School Committee approves older students’ return to full-time in-person learning

Apr 8, 2021

Wareham Public Schools will bring its Middle School and High School students back for in-person instruction five days a week on Monday, April 26. A unanimous School Committee vote on April 7 confirmed that all of Wareham’s oldest learners will be back in the classroom on a full-time basis in less than three weeks. 

Jeffrey Riley, the state’s commissioner of education, has not yet announced a deadline for when remote instruction would no longer count toward required student learning time hours for high school students. But in March, he announced that remote instruction would no longer count for middle school students after April 28, prompting the district to bring back its students later before that deadline or risk forcing students to attend school into the summer to meet learning time hour requirements.

Due to transportation limitations, the district will bring its high school students back at the same time as its middle school students.

Wareham’s elementary students returned to in-person classes five days a week on April 5.

Superintendent Dr. Kimberly Shaver-Hood told the School Committee that a vote was required to bring back high school students because the state hadn’t mandated their return yet.

“The reason why we’re asking for vote is the Department of [Education] has not set a date for the high school to return, however for us to run transportation and to continue to operate, we really do need our high school students back,” Shaver-Hood said. “We feel that with our safety measures [...] that it will be successful, and we look forward to welcoming our high school back.” 

Returning to in-person classes five days a week brings several challenges, including combining the students who have been broken into two groups called cohorts since hybrid learning began in October. 

Under the current plan, which extended in-person school days on March 8, Wareham Middle School and High School students remain broken into two cohorts.
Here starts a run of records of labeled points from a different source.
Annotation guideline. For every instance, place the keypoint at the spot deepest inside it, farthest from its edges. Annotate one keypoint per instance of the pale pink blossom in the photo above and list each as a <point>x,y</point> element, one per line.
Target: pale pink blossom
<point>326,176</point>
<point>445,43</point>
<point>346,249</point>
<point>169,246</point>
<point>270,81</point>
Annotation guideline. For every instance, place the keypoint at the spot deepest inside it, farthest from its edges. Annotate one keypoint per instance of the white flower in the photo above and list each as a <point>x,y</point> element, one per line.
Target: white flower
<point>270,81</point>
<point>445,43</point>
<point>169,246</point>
Each cohort attends in-person classes each week for two full days that are only slightly shorter than standard pre-covid school days. 

One cohort attends classes Monday and Tuesday, and the other attends classes Thursday and Friday. Wednesday is a remote day for all students.
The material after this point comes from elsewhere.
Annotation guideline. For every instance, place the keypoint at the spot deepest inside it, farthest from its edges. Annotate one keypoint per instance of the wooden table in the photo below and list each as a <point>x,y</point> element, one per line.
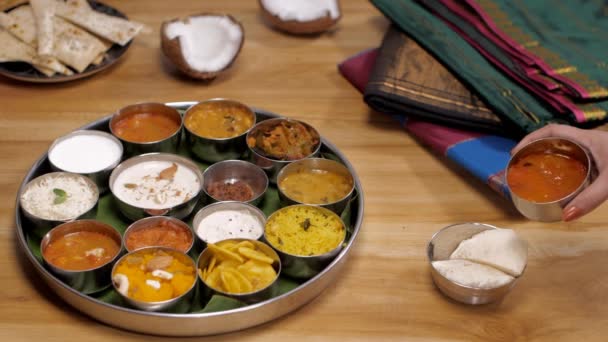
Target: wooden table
<point>385,291</point>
During off-days — meaning the days a student’s cohort isn’t learning in-person — the student is responsible for completing worksheets, readings and online activities on their own.  

The upcoming switch to full-time in-person instruction for all students means cohorts must be combined, which drastically increases the number of students at school on any given day. 

To accommodate the increase, classroom seating will be reduced from 6 feet apart to 3 feet apart. The state has only required 3 feet of social distancing between desks, but Wareham schools maintained 6 feet of distance while it was able. 

Teachers’ stations will remain 6 feet away from students.

Shaver-Hood said one of the district’s concerns is that maintaining 3 feet of distance within classrooms might not be possible, meaning administrators will have to look for alternative spaces to educate students.

Not all covid-19 safety precautions will change. People in school buildings will be still required to wear masks. 

Lunches will remain the length they are under the current plan, meaning Middle School and High School students have 25 minutes. Seats in the lunchroom — where students’ masks are off so they can eat — will continue to be 6 feet apart. 

The School Committee members present unanimously approved older students’ return on April 26.

“[Dr. Shaver-Hood] explained why we’re voting on this [...], but I’d like to think that we’d be doing this anyway,” said Committee Chair Joyce Bacchiocchi. “That this is really the best thing. I know that this is what [the district] would be doing anyway.”